Cannot Load MaxMind GeoIP2-ISP.mmdb

Elastic Stack Elasticsearch
1

Hello,

We use multiple GeoIP databases. We're using GeoIP2-City to get location information, and GeoIP-ISP to get as.number and as.organization.name. However, I cannot load the provided MaxMind GeoIP2-ISP.mmdb.

{
  "description": "Adds geoip info for ECS documents",
  "processors": [
    {
      "geoip": {
        "database_file": "GeoIP2-City.mmdb",
        "field": "client.ip",
        "ignore_missing": true,
        "target_field": "client.geo"
      }
    },
    {
      "geoip": {
        "database_file": "GeoIP2-ISP.mmdb",
        "field": "client.ip",
        "ignore_missing": true,
        "target_field": "client.as"
      }
    }
  }

Results in:

{
  "error" : {
    "root_cause" : [
      {
        "type" : "parse_exception",
        "reason" : "[database_file] Unsupported database type [GeoIP2-ISP]",
        "property_name" : "database_file",
        "processor_type" : "geoip",
    ...

The docs mention being able to use multiple database files for this information. The old GeoIP-ASN was replaced with GeoIP2-ISP, so this should be supported. Is there a way to get past this. I've found 2 other discussions asking this question on this forum with no answer. Maybe, the third time is a charm and someone familiar with the product has the magic incantation.

2

Crickets? Anyone from Elastic able to comment? Would love to get ASN processing working with ingest-geoip.

3

Curious... I looked a bit where does it say in the elastic docs that GeoIP2-ISP is supported (not saying we don't I just don't see it in our docs).
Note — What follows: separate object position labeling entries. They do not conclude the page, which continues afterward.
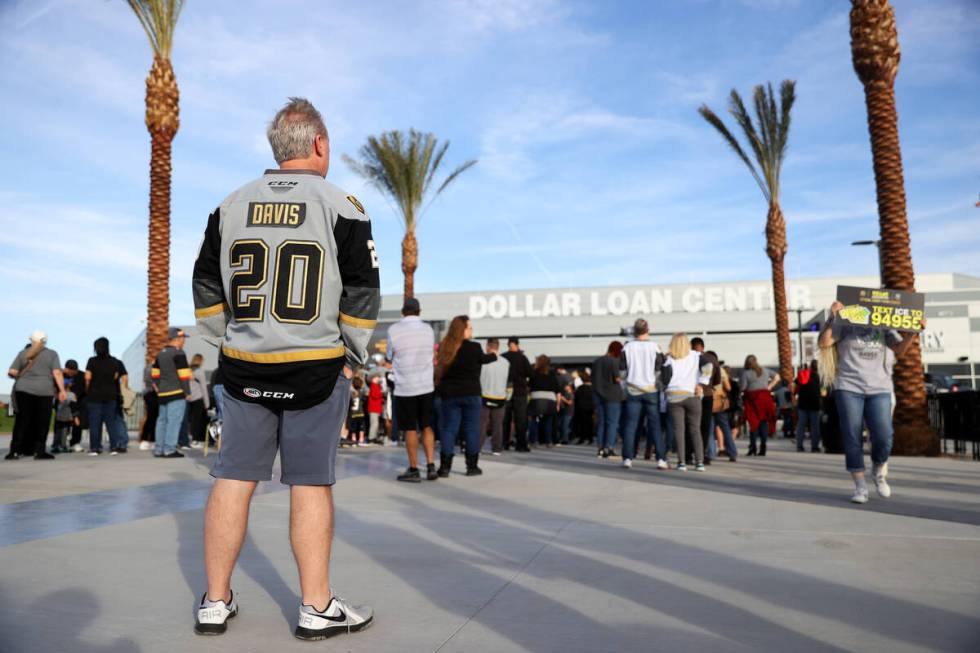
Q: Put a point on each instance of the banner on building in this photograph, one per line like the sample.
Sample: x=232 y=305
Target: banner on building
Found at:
x=881 y=308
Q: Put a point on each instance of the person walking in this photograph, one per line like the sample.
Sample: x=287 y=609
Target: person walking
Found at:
x=607 y=373
x=682 y=371
x=102 y=389
x=458 y=376
x=707 y=383
x=409 y=348
x=807 y=390
x=584 y=410
x=756 y=384
x=493 y=389
x=859 y=361
x=544 y=401
x=644 y=362
x=151 y=407
x=288 y=353
x=36 y=371
x=171 y=376
x=721 y=407
x=515 y=412
x=198 y=403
From the MaxMind site the format of the ISP database is different than the ASN database.

And the docs appear to say

You can also use custom city, country, and ASN .mmdb files. These files must be uncompressed and use the respective -City.mmdb , -Country.mmdb , or -ASN.mmdb extensions.

I am trying to check, but I am thinking that is not supported at the moment, because it is not actually a GEOIP lookup, i.e. it does not contain a lat / lon which is expected (i.e. the GEO portion of the equation) it just has ISP / ASN info so perhaps it is more of a standard enrich lookup.

If I get a chance I will look.

Update.. interesting yes ASN contains no geo data... I will look more, it could be it is simply a different format / set of columns.

Update 2 : Looks like a flat out feature request, not currently supported.

Looks like it is supported with Logastash Here

The path to MaxMind’s database file that Logstash should use. The default database is GeoLite2-City. GeoLite2-City, GeoLite2-Country, GeoLite2-ASN are the free databases from MaxMind that are supported. GeoIP2-City, GeoIP2-ISP, GeoIP2-Country are the commercial databases from MaxMind that are supported.

4

https://www.elastic.co/guide/en/elasticsearch/reference/7.16/geoip-processor.html#using-ingest-geoip

The "GeoLite2-ASN.mmdb" is listed, but there is no paid -ASN.mmdb, the -ISP.mmdb is the paid version with this data.

See: https://www.maxmind.com/en/geoip2-databases

Notice there's no ASN DB.

5

I purchased a GeoIP2-ISP.mmdb and tried, it is not currently supported (AFAICT) I also tried to build a direct enrich processor from the ISP CSV but that did not work because of the IP range search is not supported (that would have been a good workaround)

You can use Logstash see here

I opened a feature Request Here. Please add to it as you see fit

6

Awesome! Thanks!

7

You should add your comments to the feature request, actual users / customer can help otherwise it is just me.

8

This topic was automatically closed 28 days after the last reply. New replies are no longer allowed.